My huge lie stabbed me like a knife going through my heart though I felt the pain of a thousands knives. She nodded, unsurely but being strict was my father's job so she immediately retreated. "One roti or two?"
I put up two fingers and smiled weakly as she dropped two onto a white clay plate that was sat in front of her and pushed it directly in front of me.
I began to eat and soon enough, my father entered the room changed into a brown kameez and white pyjama. Ammi Jee pulled her hijab over her head and turned her attention to the rotis cooking on the stove. "Salaam, jaan." He smiled pulling out the stool next to me and taking his seat before having a plate of rotis thrust upon him. "Hello, Abbu Jee." I smiled, through mouthfuls of food. "How was your test, today?"
I stopped chewing and swallowed hard. "Good."
He looked me hard in the eyes with his emerald coloured pupils and frowned. "When are you getting the scores back?"

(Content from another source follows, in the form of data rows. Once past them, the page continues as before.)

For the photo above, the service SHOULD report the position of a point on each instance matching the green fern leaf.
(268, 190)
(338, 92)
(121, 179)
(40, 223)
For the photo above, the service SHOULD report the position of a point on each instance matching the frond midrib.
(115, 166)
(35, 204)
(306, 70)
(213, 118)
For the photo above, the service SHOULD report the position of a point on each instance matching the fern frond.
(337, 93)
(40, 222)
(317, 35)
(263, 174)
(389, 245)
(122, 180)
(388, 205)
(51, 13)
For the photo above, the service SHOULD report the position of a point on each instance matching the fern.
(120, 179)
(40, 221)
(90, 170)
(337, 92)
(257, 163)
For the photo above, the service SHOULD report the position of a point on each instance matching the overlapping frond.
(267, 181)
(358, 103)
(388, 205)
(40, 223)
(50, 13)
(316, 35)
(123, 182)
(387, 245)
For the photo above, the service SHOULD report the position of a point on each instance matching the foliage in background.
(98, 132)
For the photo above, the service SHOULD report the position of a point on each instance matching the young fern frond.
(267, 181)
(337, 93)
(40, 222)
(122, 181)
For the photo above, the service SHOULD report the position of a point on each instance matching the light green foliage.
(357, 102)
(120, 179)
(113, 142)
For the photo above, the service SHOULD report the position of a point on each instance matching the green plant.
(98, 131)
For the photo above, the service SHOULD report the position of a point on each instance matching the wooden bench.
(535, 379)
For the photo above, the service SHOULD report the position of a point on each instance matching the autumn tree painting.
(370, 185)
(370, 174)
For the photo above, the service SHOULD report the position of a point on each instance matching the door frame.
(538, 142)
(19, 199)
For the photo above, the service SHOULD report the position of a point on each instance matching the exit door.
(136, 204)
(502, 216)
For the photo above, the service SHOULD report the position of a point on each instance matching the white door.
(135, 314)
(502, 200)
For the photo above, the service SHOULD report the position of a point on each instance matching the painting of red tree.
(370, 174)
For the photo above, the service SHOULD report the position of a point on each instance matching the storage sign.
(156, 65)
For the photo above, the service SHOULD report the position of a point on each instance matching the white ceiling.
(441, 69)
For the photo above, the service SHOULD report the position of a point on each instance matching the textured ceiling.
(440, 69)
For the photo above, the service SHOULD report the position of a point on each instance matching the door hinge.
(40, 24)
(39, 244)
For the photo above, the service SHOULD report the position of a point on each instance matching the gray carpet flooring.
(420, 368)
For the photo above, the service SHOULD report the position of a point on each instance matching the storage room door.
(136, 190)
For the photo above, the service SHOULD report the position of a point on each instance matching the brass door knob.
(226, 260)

I was trapped in a dead end of never-ending questions. "Tomorrow."
He nodded. "Okay... Show me then. Yes?"
I nodded, slowly, instantly regretting that I had told him anything at all. Exams are hard. Arithmetics are even harder. What's even harder than that? Having to tell your parents your score when you got anything less than 90% and weren't the highest in the class. Being sixteen meant that I was officially old enough for these tests to be important. It wasn't just alif, beh, teh anymore. Or one, two, three. This was harder. Much harder.